Philippine prison warden charged with murder of journalist


MANILA, Philippines (AP) — Philippine authorities on Monday filed a murder complaint against a prison officer and aide accused of masterminding. Murder of a radio commentator The crimes they said showed how the country’s prison system had turned into a “criminal gang.”

The complaint was filed against corrections director Gerald Bantag, prison guard Ricardo Zulueta, and other key suspects in the Oct. 3 shooting of Percival Mabatha, who had their sentences suspended. . Journalists had sharply criticized Bantag and other officials for alleged corruption and other irregularities.

Mabatha, who used the broadcast name Percy Rapid, is one of the latest media workers to be killed in the Southeast Asian country, considered one of the world’s most dangerous countries for journalists.

According to a joint statement read at a press conference by the chief justice of the Supreme Court, interior and police officials, three gang leaders imprisoned in the country’s largest prison under Mr. ) was wiretapped to find the gunman who would kill Mabasa under the contract.

But after the killing, the shooter, identified by police as Joel Escorial, surrendered in fear after government officials raised the reward for his capture. He publicly identified an inmate, Jun Vilamour, who he said had been assigned to call him and arrange for Mavasa’s murder by a police officer. Gang leaders then suffocated him with a plastic bag, allegedly on the orders of Bantag and Zulueta, and killed him in prison, according to officials.

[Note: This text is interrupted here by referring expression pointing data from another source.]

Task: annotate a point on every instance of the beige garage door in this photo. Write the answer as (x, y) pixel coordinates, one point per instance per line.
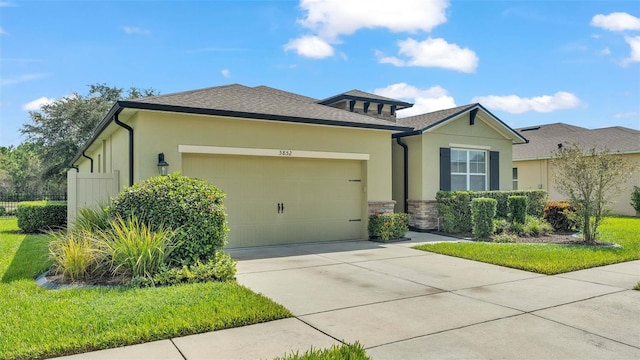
(284, 200)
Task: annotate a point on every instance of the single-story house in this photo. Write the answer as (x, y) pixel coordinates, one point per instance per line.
(294, 168)
(532, 166)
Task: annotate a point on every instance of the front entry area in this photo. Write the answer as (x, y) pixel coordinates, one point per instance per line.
(283, 200)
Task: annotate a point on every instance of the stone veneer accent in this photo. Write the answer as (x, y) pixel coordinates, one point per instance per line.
(377, 207)
(423, 214)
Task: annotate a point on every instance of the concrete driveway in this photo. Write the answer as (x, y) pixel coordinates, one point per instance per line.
(402, 303)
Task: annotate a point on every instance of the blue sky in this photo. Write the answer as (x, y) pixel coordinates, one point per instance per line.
(529, 62)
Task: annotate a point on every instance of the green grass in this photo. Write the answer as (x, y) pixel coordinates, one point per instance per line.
(38, 323)
(347, 351)
(553, 259)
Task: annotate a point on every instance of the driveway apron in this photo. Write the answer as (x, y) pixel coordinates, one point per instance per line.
(402, 303)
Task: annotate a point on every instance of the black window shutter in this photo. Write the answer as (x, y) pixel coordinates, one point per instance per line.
(494, 170)
(445, 169)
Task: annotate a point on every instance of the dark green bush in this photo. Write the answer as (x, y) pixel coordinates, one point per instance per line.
(388, 226)
(192, 208)
(220, 267)
(517, 208)
(559, 215)
(40, 216)
(483, 210)
(454, 207)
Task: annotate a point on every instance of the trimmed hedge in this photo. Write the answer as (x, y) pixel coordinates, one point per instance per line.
(559, 215)
(388, 226)
(40, 216)
(518, 209)
(483, 210)
(192, 208)
(454, 207)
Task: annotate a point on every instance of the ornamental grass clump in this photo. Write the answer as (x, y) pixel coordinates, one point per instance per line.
(192, 208)
(134, 249)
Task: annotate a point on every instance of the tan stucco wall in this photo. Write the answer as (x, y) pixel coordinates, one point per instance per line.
(181, 129)
(532, 173)
(459, 134)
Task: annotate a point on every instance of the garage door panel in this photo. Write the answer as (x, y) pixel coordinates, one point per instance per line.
(319, 198)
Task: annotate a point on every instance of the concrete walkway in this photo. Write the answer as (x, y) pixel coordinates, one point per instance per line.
(402, 303)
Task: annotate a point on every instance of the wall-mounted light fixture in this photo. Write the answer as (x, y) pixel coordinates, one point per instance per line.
(163, 166)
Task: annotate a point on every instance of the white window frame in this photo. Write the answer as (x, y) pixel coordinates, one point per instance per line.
(468, 173)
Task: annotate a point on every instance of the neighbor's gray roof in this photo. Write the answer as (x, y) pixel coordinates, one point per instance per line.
(259, 102)
(544, 139)
(361, 95)
(425, 121)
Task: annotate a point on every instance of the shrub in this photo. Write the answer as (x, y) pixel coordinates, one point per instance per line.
(92, 220)
(40, 216)
(219, 268)
(454, 207)
(505, 238)
(77, 255)
(536, 227)
(134, 249)
(500, 226)
(517, 208)
(635, 198)
(560, 215)
(388, 226)
(192, 208)
(483, 211)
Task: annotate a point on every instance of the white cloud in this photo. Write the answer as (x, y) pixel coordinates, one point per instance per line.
(625, 115)
(516, 105)
(634, 43)
(310, 46)
(617, 21)
(21, 79)
(434, 53)
(331, 18)
(425, 100)
(135, 30)
(37, 104)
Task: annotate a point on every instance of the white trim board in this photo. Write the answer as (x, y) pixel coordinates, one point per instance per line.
(221, 150)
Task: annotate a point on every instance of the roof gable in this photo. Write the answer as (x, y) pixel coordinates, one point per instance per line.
(430, 121)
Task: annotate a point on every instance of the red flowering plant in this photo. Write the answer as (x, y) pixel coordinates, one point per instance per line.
(388, 226)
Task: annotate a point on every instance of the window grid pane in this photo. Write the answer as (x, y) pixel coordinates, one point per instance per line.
(468, 170)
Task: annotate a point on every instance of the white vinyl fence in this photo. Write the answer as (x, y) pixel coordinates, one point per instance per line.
(89, 190)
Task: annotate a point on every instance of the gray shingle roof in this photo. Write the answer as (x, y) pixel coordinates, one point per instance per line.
(424, 121)
(361, 95)
(261, 102)
(544, 139)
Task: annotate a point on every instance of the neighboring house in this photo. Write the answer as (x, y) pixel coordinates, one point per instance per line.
(532, 166)
(297, 169)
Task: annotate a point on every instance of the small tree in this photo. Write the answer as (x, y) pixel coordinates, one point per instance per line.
(590, 178)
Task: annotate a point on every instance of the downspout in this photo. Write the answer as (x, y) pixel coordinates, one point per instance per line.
(90, 159)
(406, 173)
(130, 130)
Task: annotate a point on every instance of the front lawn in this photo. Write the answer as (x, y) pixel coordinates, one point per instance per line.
(37, 322)
(553, 259)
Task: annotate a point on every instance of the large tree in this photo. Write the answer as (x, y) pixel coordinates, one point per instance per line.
(590, 178)
(60, 128)
(20, 170)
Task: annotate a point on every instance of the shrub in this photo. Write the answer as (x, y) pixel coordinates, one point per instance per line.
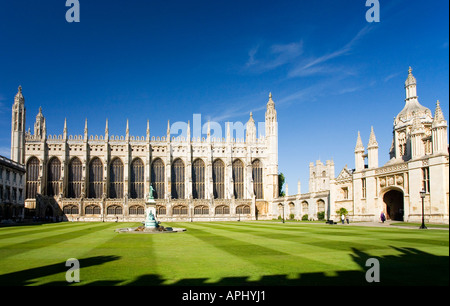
(321, 215)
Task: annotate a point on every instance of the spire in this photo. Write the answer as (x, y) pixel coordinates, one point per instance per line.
(208, 133)
(251, 130)
(188, 132)
(168, 130)
(416, 124)
(19, 96)
(65, 129)
(106, 131)
(44, 131)
(148, 130)
(359, 146)
(410, 86)
(39, 124)
(85, 131)
(127, 131)
(438, 114)
(270, 103)
(372, 140)
(411, 80)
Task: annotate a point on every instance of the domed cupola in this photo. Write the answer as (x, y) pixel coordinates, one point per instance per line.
(412, 106)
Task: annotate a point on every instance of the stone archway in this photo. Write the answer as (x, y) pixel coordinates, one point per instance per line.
(49, 212)
(394, 205)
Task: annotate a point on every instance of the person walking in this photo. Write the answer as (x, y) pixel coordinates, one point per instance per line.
(383, 217)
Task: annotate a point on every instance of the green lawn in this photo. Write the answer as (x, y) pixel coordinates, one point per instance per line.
(232, 253)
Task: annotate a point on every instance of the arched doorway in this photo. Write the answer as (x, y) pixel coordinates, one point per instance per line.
(394, 202)
(49, 212)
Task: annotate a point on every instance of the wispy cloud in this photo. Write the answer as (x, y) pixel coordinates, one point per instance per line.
(261, 60)
(391, 76)
(316, 65)
(5, 151)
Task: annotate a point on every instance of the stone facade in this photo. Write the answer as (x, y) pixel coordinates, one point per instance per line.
(12, 181)
(106, 177)
(419, 160)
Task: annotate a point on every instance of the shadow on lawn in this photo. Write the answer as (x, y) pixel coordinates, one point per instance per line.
(410, 267)
(26, 277)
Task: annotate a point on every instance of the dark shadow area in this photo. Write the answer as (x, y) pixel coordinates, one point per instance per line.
(410, 267)
(26, 277)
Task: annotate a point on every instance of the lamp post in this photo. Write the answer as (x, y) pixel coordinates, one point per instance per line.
(422, 195)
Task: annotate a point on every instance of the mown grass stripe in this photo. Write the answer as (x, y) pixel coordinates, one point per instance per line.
(46, 240)
(27, 230)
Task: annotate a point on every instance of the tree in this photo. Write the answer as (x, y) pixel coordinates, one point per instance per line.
(281, 180)
(342, 211)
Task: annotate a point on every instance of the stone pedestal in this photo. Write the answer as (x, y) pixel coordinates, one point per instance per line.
(150, 214)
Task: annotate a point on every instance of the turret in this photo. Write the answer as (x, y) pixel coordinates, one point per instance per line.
(372, 150)
(439, 132)
(359, 154)
(39, 125)
(272, 146)
(250, 136)
(18, 128)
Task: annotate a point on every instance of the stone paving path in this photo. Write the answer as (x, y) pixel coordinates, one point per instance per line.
(388, 224)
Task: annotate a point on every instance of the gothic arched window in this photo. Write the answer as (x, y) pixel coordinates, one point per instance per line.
(114, 210)
(136, 210)
(75, 178)
(218, 179)
(157, 178)
(53, 177)
(198, 179)
(179, 210)
(257, 175)
(222, 210)
(201, 210)
(96, 179)
(238, 179)
(160, 210)
(178, 179)
(32, 178)
(116, 179)
(71, 210)
(137, 179)
(243, 210)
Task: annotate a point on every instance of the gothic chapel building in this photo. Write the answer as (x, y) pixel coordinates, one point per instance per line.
(107, 178)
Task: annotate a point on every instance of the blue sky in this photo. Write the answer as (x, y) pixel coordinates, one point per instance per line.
(331, 72)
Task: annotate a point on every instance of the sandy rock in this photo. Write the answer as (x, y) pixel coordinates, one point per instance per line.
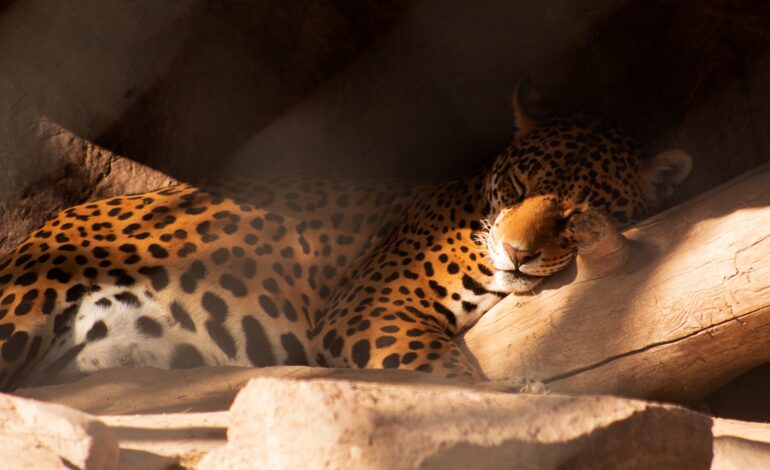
(42, 435)
(205, 389)
(284, 423)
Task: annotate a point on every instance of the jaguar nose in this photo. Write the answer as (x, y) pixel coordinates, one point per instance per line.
(519, 257)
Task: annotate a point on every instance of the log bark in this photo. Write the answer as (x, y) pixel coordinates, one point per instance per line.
(688, 312)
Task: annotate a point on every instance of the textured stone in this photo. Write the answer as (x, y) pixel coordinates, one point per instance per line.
(284, 423)
(42, 435)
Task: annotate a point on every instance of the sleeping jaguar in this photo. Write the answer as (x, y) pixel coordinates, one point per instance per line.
(304, 270)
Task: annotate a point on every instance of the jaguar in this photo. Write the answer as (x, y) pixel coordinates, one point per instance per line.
(313, 271)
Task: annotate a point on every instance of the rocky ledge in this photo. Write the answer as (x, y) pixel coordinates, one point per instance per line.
(298, 417)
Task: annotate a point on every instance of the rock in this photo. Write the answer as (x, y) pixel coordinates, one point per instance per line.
(285, 423)
(204, 389)
(41, 435)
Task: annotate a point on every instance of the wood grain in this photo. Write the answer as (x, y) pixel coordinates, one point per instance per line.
(690, 310)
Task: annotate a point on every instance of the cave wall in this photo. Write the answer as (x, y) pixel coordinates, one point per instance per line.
(103, 97)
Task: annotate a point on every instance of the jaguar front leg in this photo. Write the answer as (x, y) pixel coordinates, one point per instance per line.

“Bantag had a clear motive for carrying out the murder,” the official said in a statement.

Mabatha was shot dead for critical exposure to the prison warden, and Villamor was murdered inside the prison by the gang leaders as a cover-up.

Bantag denies any involvement in the killing. He and Zulueta have also been charged with the murder of Villamor. An arrest warrant has not yet been issued, officials said.

Investigations into the killings have revealed an “unfortunate transformation of the pillar of justice, the pillar of correction, into a deep, large-scale and organized criminal gang,” officials said in a statement.

“This will be the cause of many reforms in government and strengthening of current mechanisms to ensure that this kind of thing never happens again,” they said.

In addition to Bantag, Mr. Rapid has also criticized former President Rodrigo Duterte, who oversaw a deadly drug crackdown. Duterte ended a turbulent six-year term in June.

Media watchdogs have condemned Mavasa’s murder, and the attack highlights how deadly the Philippines is to journalists.

Nearly 200 journalists have been killed in the country since dictator Ferdinand Marcos was overthrown in 1986, according to the Union of Journalists. The group led a protest on Tuesday night calling on the government to do more to stop the killings.

In 2009, members of a powerful political family and their associates killed 58 people, including 32 media workers, in an execution-style attack in Maguindanao del Sur that terrorized the world.

Mass killings linked to political confrontations have demonstrated the dangers journalists face in the Philippines, with its many unlicensed guns, private armies controlled by powerful clans, and weak law enforcement, especially in rural areas.